Netzespresso - "Ambition" oder Wie Magier für den Weltraum werben

Rosetta übersetzen. Es hat einen gewissen Witz, dass die European Space Agency bei der Kampagne für ihre Kometenmission auf Storytelling setzt, einen Science-Fiction-Kurzfilm als Instrument wählt. Und es ist auch schlüssig. Denn der Witz an Storytelling-Ansätzen wiederum besteht darin, eine gute Narration zu finden, um Menschen Dinge nahe zu bringen, die komplex, abstrakt oder schwer zugänglich sind.

(Gut, im Fall vom Einsatz im Marketing kann es auch um Dinge gehen, die schlicht langweilig oder komplett überflüssig sind, aber das führt jetzt zu weit.)

Der Kurzfilm Ambition übersetzt also die Rosetta-Mission, besser gesagt: Ihren Kern und den der ESA. Warum schießt man eine Sonde ins Weltall, die einen Kometen abfängt und einen Roboter auf ihr landen lässt? Wieso investiert man über zehn Jahre und über eine Milliarde in so ein Projekt, in Raumfahrt generell?


Bild: Ambition Still.

Die Antwort lässt Regisseur Tomek Baginski einen Meister und dessen Lehrling geben. Zwei Magier, die auf einer unirdisch wirkenden Landschaft über Strebsamkeit, den Ursprung des Lebens und Kometen reden. (Gut, was heißt Magier. Zwei Wesen im Besitz von Technologien oder Kräften, die weit genug entwickelt sind, um wie Magie zu wirken.)

Es ist nicht einfach ein simpler Erklärclip, sondern ein Kurzfilm, der atmosphärisch gekonnt eine Sci-Fi-Geschichte um die Basisfakten herum erzählt.





Drei simple Zeilen bringen die Triebfeder für ESA, für Raumfahrt, für das Streben nach vorn auf den Punkt:
Master: "And tell me: What was it all for?"
Apprentice: "Knowledge."
Master: "Yes. But we also wanted to show what was possible."

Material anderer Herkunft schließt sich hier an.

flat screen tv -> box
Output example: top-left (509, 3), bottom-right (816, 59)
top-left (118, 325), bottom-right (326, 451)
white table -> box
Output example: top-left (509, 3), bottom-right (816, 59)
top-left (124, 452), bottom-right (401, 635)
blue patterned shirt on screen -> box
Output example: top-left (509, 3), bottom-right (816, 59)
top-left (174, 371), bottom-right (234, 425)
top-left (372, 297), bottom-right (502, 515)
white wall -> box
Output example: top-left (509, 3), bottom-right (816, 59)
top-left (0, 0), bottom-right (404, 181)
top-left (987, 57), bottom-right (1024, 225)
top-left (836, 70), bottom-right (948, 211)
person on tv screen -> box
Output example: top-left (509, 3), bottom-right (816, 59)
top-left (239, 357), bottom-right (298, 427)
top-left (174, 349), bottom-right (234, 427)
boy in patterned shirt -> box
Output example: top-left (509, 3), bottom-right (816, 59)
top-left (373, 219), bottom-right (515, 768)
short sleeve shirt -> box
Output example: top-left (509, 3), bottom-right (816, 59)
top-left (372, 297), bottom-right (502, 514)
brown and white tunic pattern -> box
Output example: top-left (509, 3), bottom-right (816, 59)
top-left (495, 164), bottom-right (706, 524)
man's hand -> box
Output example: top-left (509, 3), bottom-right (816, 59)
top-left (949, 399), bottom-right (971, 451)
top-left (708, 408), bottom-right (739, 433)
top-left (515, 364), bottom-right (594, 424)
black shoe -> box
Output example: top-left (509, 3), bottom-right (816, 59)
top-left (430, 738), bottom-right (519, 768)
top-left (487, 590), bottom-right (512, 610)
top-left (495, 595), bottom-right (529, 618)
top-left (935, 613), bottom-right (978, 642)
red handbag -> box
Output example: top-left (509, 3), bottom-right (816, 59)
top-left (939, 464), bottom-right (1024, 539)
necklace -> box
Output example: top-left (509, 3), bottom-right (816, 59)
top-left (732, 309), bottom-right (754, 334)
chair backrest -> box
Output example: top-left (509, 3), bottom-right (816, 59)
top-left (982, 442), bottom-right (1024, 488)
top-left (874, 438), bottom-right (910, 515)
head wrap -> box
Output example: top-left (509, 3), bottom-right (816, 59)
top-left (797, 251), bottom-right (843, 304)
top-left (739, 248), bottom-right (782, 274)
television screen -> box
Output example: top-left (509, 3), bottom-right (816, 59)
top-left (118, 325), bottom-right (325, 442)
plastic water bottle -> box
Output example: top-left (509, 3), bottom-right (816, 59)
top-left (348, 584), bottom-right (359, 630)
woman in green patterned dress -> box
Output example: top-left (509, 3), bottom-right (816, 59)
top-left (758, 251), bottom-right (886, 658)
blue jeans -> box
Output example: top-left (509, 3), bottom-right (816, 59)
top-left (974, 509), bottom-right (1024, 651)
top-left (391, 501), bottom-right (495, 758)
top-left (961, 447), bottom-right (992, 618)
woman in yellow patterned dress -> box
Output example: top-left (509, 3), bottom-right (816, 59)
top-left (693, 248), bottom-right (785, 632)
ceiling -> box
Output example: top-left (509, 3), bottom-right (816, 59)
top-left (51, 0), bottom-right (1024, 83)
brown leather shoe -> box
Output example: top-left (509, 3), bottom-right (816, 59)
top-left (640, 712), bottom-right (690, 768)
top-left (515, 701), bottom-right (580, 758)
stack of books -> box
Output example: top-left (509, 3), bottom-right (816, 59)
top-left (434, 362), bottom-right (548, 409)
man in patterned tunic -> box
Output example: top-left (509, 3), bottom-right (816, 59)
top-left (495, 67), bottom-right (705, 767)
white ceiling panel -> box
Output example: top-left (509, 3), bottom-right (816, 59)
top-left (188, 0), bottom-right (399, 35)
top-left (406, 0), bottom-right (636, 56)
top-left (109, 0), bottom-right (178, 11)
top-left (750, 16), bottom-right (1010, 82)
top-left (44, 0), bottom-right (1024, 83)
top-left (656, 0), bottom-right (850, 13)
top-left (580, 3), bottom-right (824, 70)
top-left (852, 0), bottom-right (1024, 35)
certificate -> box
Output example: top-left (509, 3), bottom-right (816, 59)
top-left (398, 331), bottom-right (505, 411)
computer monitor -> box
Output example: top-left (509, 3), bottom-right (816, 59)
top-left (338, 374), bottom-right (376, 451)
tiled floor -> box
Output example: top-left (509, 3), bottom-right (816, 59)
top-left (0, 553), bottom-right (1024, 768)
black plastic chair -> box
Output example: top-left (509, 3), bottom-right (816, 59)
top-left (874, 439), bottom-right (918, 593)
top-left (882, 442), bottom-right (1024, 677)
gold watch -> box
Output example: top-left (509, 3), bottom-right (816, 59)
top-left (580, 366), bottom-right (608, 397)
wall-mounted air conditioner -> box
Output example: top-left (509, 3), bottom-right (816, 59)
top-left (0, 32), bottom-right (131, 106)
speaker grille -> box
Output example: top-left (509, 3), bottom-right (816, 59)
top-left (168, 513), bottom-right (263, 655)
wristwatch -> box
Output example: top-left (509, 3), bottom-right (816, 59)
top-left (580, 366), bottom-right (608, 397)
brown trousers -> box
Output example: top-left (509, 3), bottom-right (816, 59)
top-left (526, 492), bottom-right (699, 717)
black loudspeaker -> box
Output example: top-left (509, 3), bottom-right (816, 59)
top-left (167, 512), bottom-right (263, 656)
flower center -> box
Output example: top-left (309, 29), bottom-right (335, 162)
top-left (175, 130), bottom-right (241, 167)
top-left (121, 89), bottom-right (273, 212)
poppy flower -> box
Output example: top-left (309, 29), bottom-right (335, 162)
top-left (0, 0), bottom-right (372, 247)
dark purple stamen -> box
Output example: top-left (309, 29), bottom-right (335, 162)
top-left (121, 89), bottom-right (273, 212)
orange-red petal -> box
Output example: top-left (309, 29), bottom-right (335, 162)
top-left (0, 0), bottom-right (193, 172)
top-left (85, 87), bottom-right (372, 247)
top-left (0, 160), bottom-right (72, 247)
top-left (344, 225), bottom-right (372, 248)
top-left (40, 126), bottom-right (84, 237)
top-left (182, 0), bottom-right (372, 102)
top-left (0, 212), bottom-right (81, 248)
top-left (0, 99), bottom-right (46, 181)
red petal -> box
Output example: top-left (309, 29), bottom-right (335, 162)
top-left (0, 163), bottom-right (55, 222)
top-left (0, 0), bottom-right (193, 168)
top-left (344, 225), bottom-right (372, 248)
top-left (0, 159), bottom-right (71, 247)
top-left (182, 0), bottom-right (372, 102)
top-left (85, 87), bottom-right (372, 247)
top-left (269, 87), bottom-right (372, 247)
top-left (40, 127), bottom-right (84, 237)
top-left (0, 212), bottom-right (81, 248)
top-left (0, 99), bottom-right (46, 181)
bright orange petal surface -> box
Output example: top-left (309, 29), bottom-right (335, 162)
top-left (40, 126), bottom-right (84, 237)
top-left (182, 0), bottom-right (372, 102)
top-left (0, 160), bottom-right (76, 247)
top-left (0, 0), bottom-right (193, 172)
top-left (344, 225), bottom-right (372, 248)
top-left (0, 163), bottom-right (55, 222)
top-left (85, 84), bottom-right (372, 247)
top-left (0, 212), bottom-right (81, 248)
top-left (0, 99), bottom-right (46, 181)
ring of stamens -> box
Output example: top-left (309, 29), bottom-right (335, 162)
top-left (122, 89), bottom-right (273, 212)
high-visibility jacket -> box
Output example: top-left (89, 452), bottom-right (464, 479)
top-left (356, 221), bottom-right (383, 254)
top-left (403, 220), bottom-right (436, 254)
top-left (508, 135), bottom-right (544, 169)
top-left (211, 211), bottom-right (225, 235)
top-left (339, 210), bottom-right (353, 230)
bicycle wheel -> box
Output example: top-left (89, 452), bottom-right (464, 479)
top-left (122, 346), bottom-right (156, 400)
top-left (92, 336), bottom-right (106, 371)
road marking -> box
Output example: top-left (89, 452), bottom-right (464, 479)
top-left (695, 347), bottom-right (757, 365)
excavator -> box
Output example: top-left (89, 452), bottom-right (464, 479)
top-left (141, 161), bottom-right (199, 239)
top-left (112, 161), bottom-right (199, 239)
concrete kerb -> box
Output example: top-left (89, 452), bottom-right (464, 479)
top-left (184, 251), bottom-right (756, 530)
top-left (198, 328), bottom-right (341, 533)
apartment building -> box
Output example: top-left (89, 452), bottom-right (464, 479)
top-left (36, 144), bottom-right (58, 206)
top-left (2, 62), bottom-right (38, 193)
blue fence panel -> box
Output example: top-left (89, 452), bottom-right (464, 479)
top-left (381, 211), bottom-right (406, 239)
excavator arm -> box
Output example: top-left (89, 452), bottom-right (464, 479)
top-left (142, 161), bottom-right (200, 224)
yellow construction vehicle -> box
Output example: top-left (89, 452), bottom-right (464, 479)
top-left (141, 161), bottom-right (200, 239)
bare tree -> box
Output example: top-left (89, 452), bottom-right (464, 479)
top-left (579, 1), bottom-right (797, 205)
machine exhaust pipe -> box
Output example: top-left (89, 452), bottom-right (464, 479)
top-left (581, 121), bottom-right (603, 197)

Wie schon die NASA bei ihrem Marsprojekt Curiosity setzt die ESA hier auf Storytelling, auf in unterhaltsamer Art präsentierte Information, um ihr Projekt und sich verständlich zu machen. Der Film ist gelungen. Er übersetzt, worum es im Kern von Rosetta geht: Einen Kometen abfangen und erforschen, mehr über diese Himmelskörper herauszufinden und über die Rolle, die sie für die Entwicklung des Lebens gespielt haben. (Die erhofften Hinweise auf die Entschlüsselung hier hat der Mission ihren an den Rosettastein angelehnten Namen eingebracht.) Jetzt müssen sie ihn nur auch noch streuen. Und ein wenig am trockenen Tonfall der Info-Seiten zu Rosetta arbeiten. Etwas Zeit bis zur Landung auf dem Kometen am 12. November wäre ja noch.

Das Making of zu Ambition ist übrigens ebenfalls sehenswert. Und einer der seltenen Fälle, in denen der Making-of-Clip eine längere Laufzeit als der Film aufweist.